What is in the water that Houston pitchers are drinking these days?!
Anyway, it’s a shame to see Mike Minor of the Texas Rangers not on this short list instead of Morton, but the Tampa ace also helped his team to the postseason while Minor did not, despite his superior WAR figure (7.6). Voters seem quite inconsistent on choosing when to use sabermetrics in their decision-making processes.
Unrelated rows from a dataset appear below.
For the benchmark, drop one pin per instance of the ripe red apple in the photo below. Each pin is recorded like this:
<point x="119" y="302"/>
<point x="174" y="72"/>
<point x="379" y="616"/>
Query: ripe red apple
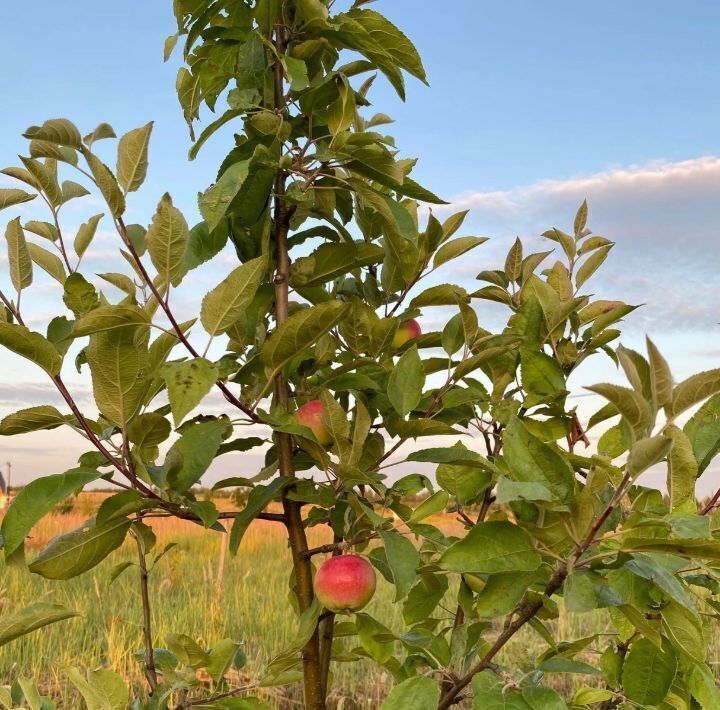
<point x="310" y="415"/>
<point x="345" y="583"/>
<point x="407" y="331"/>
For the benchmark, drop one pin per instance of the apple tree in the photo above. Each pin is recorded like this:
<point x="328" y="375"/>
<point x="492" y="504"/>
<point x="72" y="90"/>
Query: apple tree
<point x="316" y="338"/>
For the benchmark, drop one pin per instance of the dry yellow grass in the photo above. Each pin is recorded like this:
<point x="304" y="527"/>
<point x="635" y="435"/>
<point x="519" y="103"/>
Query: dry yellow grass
<point x="248" y="601"/>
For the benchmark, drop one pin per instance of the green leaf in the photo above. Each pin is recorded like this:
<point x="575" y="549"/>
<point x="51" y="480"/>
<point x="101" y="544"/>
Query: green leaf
<point x="120" y="374"/>
<point x="655" y="569"/>
<point x="32" y="617"/>
<point x="541" y="374"/>
<point x="694" y="389"/>
<point x="47" y="261"/>
<point x="418" y="693"/>
<point x="436" y="503"/>
<point x="389" y="39"/>
<point x="648" y="672"/>
<point x="56" y="130"/>
<point x="529" y="460"/>
<point x="79" y="295"/>
<point x="424" y="598"/>
<point x="214" y="202"/>
<point x="133" y="158"/>
<point x="18" y="256"/>
<point x="71" y="190"/>
<point x="220" y="658"/>
<point x="592" y="264"/>
<point x="403" y="560"/>
<point x="508" y="490"/>
<point x="187" y="383"/>
<point x="73" y="553"/>
<point x="85" y="234"/>
<point x="300" y="331"/>
<point x="102" y="131"/>
<point x="451" y="455"/>
<point x="149" y="429"/>
<point x="203" y="245"/>
<point x="703" y="687"/>
<point x="682" y="471"/>
<point x="646" y="453"/>
<point x="297" y="71"/>
<point x="464" y="482"/>
<point x="42" y="229"/>
<point x="167" y="239"/>
<point x="329" y="261"/>
<point x="629" y="403"/>
<point x="32" y="346"/>
<point x="513" y="261"/>
<point x="192" y="454"/>
<point x="685" y="631"/>
<point x="406" y="382"/>
<point x="456" y="248"/>
<point x="107" y="184"/>
<point x="703" y="431"/>
<point x="9" y="197"/>
<point x="375" y="638"/>
<point x="660" y="375"/>
<point x="259" y="498"/>
<point x="101" y="689"/>
<point x="491" y="548"/>
<point x="228" y="301"/>
<point x="501" y="594"/>
<point x="32" y="419"/>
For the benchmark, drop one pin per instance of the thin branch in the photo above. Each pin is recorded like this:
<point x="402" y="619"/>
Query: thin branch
<point x="149" y="661"/>
<point x="217" y="696"/>
<point x="227" y="393"/>
<point x="340" y="546"/>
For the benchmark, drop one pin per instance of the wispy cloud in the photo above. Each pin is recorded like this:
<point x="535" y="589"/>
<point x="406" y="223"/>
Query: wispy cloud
<point x="664" y="217"/>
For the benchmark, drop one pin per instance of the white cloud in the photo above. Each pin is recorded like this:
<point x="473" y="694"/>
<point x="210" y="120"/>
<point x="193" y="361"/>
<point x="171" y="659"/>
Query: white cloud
<point x="664" y="217"/>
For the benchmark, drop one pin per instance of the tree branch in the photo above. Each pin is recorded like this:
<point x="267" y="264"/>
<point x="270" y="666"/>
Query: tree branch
<point x="227" y="393"/>
<point x="149" y="661"/>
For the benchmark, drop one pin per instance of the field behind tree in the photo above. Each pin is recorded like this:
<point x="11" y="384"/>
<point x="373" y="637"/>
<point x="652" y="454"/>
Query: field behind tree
<point x="198" y="593"/>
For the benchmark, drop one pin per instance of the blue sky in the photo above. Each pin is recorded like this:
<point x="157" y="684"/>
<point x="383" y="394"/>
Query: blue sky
<point x="532" y="108"/>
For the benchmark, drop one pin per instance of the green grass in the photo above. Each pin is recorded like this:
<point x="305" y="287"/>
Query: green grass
<point x="250" y="604"/>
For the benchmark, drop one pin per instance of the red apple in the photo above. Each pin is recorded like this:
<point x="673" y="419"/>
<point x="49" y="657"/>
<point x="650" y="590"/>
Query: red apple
<point x="310" y="415"/>
<point x="345" y="583"/>
<point x="406" y="331"/>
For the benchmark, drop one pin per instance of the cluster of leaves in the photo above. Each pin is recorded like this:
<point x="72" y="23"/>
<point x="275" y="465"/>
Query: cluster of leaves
<point x="316" y="201"/>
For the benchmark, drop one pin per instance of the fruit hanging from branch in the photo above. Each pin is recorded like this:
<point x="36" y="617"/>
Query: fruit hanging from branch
<point x="408" y="330"/>
<point x="345" y="583"/>
<point x="310" y="415"/>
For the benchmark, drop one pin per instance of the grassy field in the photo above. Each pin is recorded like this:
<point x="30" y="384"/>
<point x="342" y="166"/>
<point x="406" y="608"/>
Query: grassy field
<point x="245" y="598"/>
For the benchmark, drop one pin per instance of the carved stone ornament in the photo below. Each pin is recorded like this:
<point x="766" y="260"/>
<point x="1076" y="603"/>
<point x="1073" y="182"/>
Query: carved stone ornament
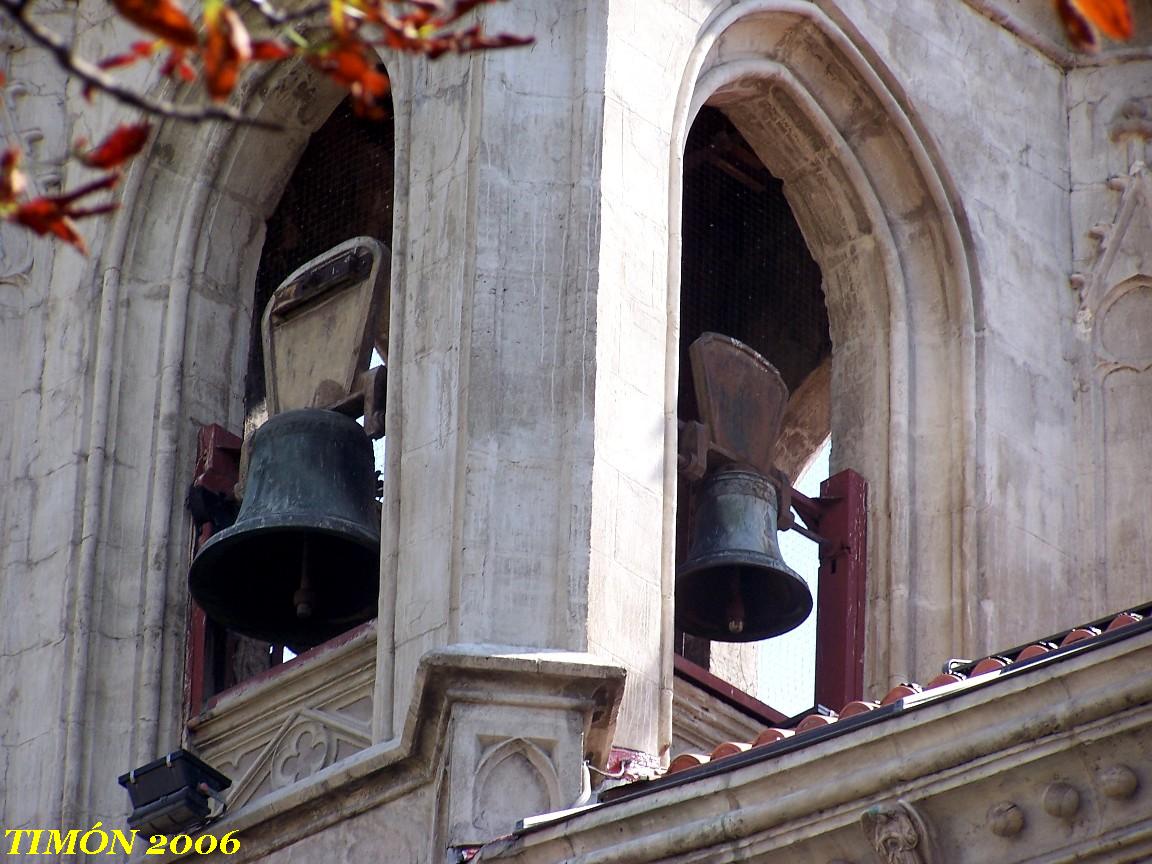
<point x="1119" y="782"/>
<point x="1123" y="245"/>
<point x="897" y="833"/>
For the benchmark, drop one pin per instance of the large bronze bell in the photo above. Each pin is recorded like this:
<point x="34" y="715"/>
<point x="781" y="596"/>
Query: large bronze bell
<point x="301" y="563"/>
<point x="734" y="585"/>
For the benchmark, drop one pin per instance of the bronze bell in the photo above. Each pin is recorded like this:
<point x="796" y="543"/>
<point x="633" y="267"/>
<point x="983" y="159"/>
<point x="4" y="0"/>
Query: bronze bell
<point x="734" y="585"/>
<point x="302" y="561"/>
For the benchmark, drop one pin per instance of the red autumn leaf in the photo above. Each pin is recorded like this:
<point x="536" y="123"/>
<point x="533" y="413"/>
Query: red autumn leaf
<point x="12" y="177"/>
<point x="177" y="66"/>
<point x="271" y="50"/>
<point x="165" y="19"/>
<point x="1112" y="17"/>
<point x="54" y="214"/>
<point x="44" y="217"/>
<point x="138" y="51"/>
<point x="121" y="145"/>
<point x="227" y="47"/>
<point x="1081" y="33"/>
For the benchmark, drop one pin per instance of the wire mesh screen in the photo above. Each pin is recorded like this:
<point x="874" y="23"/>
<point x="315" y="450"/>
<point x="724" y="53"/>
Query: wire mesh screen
<point x="745" y="272"/>
<point x="342" y="188"/>
<point x="745" y="268"/>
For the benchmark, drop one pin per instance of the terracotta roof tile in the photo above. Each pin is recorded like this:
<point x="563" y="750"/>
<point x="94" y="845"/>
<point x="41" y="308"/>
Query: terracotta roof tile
<point x="944" y="679"/>
<point x="990" y="664"/>
<point x="901" y="691"/>
<point x="1123" y="620"/>
<point x="1080" y="633"/>
<point x="730" y="748"/>
<point x="687" y="760"/>
<point x="955" y="671"/>
<point x="816" y="721"/>
<point x="772" y="735"/>
<point x="1035" y="650"/>
<point x="857" y="707"/>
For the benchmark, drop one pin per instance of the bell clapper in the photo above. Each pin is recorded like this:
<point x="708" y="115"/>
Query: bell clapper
<point x="304" y="597"/>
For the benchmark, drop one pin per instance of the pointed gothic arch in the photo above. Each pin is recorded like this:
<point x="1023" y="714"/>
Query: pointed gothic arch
<point x="184" y="252"/>
<point x="880" y="219"/>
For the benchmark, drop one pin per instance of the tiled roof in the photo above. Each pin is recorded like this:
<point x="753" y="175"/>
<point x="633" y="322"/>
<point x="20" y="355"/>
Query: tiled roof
<point x="957" y="675"/>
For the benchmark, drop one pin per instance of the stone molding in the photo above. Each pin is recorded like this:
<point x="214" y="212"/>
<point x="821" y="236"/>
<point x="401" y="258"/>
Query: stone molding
<point x="292" y="722"/>
<point x="507" y="683"/>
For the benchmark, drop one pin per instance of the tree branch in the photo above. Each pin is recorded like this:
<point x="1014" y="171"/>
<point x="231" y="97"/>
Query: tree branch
<point x="98" y="80"/>
<point x="277" y="17"/>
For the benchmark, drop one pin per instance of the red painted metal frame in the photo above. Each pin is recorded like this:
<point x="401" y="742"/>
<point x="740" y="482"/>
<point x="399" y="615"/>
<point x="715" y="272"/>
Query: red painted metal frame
<point x="217" y="470"/>
<point x="840" y="516"/>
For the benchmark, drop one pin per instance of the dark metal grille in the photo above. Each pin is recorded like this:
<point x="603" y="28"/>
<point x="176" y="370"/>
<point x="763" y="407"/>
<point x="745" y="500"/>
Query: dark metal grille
<point x="341" y="188"/>
<point x="745" y="268"/>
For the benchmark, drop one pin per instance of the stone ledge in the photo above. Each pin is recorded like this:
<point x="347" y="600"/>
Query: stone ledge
<point x="569" y="682"/>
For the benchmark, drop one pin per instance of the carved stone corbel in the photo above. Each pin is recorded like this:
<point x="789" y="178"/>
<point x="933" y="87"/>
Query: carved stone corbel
<point x="897" y="833"/>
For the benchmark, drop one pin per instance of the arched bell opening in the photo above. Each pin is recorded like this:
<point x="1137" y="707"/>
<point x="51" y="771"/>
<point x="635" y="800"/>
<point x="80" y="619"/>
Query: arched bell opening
<point x="881" y="221"/>
<point x="745" y="273"/>
<point x="326" y="240"/>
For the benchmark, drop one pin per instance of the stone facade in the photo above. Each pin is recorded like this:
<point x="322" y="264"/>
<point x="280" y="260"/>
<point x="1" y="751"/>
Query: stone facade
<point x="978" y="201"/>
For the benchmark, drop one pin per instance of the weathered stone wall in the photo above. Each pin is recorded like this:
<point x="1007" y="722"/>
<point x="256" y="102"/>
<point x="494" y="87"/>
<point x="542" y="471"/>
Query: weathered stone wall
<point x="945" y="167"/>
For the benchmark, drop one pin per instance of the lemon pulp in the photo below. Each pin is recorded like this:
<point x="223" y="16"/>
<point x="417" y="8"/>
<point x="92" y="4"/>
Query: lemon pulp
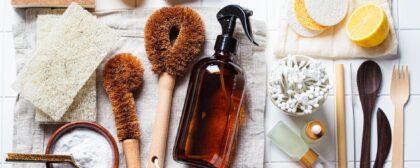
<point x="368" y="25"/>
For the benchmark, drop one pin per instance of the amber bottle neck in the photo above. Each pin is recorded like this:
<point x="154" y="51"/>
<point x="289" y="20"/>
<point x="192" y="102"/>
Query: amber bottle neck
<point x="223" y="55"/>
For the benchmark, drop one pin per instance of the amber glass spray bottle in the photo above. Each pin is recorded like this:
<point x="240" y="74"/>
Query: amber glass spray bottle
<point x="210" y="119"/>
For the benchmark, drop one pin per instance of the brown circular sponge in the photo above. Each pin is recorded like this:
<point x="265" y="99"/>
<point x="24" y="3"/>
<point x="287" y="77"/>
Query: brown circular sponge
<point x="165" y="56"/>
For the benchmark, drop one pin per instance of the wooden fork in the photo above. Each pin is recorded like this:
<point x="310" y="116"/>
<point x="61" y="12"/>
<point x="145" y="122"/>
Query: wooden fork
<point x="400" y="91"/>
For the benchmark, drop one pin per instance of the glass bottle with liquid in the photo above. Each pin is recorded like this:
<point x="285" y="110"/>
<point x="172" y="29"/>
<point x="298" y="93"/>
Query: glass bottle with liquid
<point x="293" y="145"/>
<point x="210" y="119"/>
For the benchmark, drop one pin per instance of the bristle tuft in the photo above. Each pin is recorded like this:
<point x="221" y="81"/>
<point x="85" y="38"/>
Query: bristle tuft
<point x="122" y="75"/>
<point x="164" y="56"/>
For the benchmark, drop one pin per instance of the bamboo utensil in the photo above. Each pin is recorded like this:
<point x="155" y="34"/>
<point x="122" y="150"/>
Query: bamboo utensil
<point x="384" y="139"/>
<point x="400" y="91"/>
<point x="43" y="158"/>
<point x="122" y="75"/>
<point x="341" y="116"/>
<point x="369" y="79"/>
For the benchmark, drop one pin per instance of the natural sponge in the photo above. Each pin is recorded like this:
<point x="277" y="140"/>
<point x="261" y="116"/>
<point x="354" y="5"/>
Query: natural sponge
<point x="122" y="75"/>
<point x="161" y="25"/>
<point x="304" y="17"/>
<point x="327" y="12"/>
<point x="296" y="25"/>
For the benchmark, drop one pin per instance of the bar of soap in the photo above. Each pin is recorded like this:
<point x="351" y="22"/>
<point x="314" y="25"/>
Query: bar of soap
<point x="52" y="3"/>
<point x="74" y="48"/>
<point x="83" y="107"/>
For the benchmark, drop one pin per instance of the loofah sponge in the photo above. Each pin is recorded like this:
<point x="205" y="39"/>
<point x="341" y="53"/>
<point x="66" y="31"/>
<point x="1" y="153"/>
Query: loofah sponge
<point x="167" y="57"/>
<point x="304" y="18"/>
<point x="296" y="25"/>
<point x="122" y="75"/>
<point x="74" y="48"/>
<point x="327" y="12"/>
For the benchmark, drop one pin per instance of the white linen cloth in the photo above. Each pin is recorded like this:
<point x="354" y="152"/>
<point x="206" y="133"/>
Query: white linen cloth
<point x="333" y="43"/>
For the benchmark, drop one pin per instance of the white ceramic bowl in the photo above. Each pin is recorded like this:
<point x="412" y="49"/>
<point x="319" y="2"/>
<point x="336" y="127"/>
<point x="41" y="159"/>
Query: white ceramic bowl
<point x="276" y="88"/>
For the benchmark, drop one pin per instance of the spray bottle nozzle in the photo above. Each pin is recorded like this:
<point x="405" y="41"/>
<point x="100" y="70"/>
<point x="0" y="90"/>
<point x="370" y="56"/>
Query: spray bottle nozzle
<point x="227" y="18"/>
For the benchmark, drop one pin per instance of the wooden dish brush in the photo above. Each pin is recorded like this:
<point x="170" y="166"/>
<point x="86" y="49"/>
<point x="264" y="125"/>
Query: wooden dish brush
<point x="170" y="59"/>
<point x="122" y="75"/>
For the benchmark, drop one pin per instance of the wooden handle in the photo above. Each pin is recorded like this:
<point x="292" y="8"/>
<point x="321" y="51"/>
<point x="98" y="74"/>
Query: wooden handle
<point x="132" y="153"/>
<point x="398" y="138"/>
<point x="161" y="125"/>
<point x="41" y="158"/>
<point x="341" y="116"/>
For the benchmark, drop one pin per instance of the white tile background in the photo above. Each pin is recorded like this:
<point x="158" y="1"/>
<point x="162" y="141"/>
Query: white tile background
<point x="405" y="13"/>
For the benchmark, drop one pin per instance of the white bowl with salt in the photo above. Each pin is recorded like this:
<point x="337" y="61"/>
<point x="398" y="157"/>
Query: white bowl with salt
<point x="298" y="85"/>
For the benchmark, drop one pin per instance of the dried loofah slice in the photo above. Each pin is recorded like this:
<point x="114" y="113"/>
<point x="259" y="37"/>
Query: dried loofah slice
<point x="327" y="12"/>
<point x="83" y="107"/>
<point x="74" y="48"/>
<point x="296" y="25"/>
<point x="304" y="18"/>
<point x="175" y="58"/>
<point x="122" y="75"/>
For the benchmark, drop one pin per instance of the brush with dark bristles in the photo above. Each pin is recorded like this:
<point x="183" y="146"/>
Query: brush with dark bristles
<point x="170" y="60"/>
<point x="122" y="75"/>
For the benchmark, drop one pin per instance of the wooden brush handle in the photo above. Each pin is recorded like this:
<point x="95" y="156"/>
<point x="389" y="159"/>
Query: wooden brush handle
<point x="132" y="153"/>
<point x="161" y="125"/>
<point x="398" y="137"/>
<point x="341" y="116"/>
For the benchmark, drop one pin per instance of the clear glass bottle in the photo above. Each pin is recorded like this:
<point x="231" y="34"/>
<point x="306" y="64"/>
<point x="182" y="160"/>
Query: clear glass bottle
<point x="293" y="145"/>
<point x="210" y="119"/>
<point x="313" y="132"/>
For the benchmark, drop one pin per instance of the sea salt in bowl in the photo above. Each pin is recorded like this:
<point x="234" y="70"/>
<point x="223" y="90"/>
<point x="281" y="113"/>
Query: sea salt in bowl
<point x="298" y="85"/>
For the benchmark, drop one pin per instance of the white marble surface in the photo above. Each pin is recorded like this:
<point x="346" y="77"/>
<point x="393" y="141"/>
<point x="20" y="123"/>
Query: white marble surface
<point x="406" y="15"/>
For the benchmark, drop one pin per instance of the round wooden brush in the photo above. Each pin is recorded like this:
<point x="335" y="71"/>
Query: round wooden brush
<point x="122" y="75"/>
<point x="170" y="60"/>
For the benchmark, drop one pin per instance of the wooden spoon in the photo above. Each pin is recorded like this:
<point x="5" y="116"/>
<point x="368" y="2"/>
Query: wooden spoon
<point x="369" y="79"/>
<point x="384" y="139"/>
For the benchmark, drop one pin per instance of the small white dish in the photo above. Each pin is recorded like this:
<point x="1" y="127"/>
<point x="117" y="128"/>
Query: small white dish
<point x="298" y="85"/>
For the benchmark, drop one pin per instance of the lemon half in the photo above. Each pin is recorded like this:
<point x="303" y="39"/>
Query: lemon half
<point x="368" y="25"/>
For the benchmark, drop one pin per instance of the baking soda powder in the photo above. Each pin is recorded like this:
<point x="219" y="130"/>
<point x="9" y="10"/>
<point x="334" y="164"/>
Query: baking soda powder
<point x="89" y="148"/>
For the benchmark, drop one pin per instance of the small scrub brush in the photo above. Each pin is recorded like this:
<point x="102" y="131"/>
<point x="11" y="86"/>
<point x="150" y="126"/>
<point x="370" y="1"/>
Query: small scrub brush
<point x="170" y="58"/>
<point x="123" y="74"/>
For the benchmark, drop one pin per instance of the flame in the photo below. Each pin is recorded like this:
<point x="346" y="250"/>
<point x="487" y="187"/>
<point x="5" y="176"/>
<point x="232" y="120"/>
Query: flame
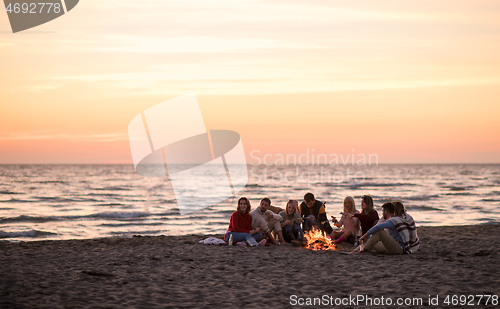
<point x="316" y="240"/>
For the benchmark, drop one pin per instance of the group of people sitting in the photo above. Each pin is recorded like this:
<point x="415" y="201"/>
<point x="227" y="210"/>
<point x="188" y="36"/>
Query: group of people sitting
<point x="394" y="233"/>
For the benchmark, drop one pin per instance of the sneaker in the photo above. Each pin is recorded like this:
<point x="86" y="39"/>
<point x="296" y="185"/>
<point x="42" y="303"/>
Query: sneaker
<point x="252" y="242"/>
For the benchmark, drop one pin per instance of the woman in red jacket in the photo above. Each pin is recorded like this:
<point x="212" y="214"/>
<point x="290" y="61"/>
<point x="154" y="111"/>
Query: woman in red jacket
<point x="240" y="225"/>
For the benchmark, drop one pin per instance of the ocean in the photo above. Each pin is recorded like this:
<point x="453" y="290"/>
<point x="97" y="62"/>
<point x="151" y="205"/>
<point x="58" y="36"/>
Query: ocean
<point x="39" y="202"/>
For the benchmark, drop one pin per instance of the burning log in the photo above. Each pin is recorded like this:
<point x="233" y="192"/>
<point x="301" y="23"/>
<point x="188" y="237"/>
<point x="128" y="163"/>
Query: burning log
<point x="317" y="241"/>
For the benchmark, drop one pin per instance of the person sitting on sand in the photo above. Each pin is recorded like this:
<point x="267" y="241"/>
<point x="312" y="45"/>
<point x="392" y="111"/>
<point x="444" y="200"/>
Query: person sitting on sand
<point x="413" y="242"/>
<point x="240" y="225"/>
<point x="368" y="216"/>
<point x="384" y="241"/>
<point x="350" y="226"/>
<point x="290" y="222"/>
<point x="267" y="221"/>
<point x="315" y="214"/>
<point x="400" y="237"/>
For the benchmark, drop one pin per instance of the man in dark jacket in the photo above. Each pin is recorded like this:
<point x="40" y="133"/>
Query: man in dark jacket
<point x="314" y="214"/>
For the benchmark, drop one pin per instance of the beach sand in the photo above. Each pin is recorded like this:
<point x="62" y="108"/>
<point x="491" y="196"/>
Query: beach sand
<point x="178" y="272"/>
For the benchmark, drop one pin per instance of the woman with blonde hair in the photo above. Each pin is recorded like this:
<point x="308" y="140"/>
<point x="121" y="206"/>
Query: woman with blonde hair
<point x="290" y="222"/>
<point x="368" y="216"/>
<point x="349" y="224"/>
<point x="240" y="225"/>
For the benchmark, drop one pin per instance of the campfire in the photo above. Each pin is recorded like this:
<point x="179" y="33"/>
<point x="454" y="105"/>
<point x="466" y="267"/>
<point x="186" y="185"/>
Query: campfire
<point x="316" y="240"/>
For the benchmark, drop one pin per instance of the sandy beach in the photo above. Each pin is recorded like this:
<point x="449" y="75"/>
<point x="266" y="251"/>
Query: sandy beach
<point x="179" y="272"/>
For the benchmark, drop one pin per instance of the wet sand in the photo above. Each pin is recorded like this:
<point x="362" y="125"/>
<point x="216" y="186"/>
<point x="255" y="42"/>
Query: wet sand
<point x="178" y="272"/>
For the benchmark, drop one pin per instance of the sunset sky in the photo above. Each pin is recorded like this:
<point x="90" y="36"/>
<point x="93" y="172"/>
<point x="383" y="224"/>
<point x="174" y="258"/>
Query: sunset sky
<point x="410" y="81"/>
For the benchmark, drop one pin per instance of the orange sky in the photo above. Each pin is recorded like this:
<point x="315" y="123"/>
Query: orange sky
<point x="413" y="82"/>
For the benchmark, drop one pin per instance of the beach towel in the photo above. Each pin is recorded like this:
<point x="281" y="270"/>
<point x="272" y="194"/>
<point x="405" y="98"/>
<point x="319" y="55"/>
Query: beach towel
<point x="212" y="241"/>
<point x="408" y="231"/>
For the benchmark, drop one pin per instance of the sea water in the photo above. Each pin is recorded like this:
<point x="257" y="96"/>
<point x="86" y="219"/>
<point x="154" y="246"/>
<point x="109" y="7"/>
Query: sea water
<point x="90" y="201"/>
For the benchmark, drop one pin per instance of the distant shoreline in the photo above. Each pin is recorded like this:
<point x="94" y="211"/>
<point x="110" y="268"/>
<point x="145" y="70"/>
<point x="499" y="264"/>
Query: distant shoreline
<point x="178" y="271"/>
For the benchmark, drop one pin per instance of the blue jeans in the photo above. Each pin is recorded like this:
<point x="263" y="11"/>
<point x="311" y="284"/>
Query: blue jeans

Morton is an afterthought when flanked his former teammates in Houston here, and choosing between Cole and Verlander is like splitting hairs. Verlander came out on top in terms of WAR (7.8 to 6.8), although it’s hard to imagine that WHIP advantage accounted for more than Cole’s edges in ERA and K/9 rate (13.8 to 12.1).
Verlander will probably win, and that’s fine, but if we had a vote, we’d give it to Cole—his numbers seem more “honest” at age 29 than Verlander’s numbers at age 36, you know?
Now, the nominees for the National League Cy Young award and their vitals:
- Jacob deGrom, New York Mets: 11 wins, 2.43 ERA, .971 WHIP, 255 Ks
- Hyun-Jin Ryu, Los Angeles Dodgers: 14 wins, 2.32 ERA, 1.007 WHIP, 163 Ks
- Max Scherzer, Washington Nationals: 11 wins, 2.92 ERA, 1.027 WHIP, 243 Ks
This is an easier decision, overall. Ryu and Scherzer pitched for postseason teams, while the Mets were in contention after a late-summer charge for the wild-card spots—eventually finishing just three games out. So all three guys pitched under pressure this season.
Scherzer had the highest ERA, the highest WHIP, and the second-most strikeouts. Ryu has the most victories, and deGrom probaby had the best overall season, despite the low win total for the “worst” team of the bunch. What about WAR?
deGrom’s number (7.9) dwarfs the numbers for Ryu (5.3) and Scherzer (5.8). It would be surprising if the Mets ace doesn’t win his second straight Cy Young award in our book, as he had the most complete and dominant season of the three candidates.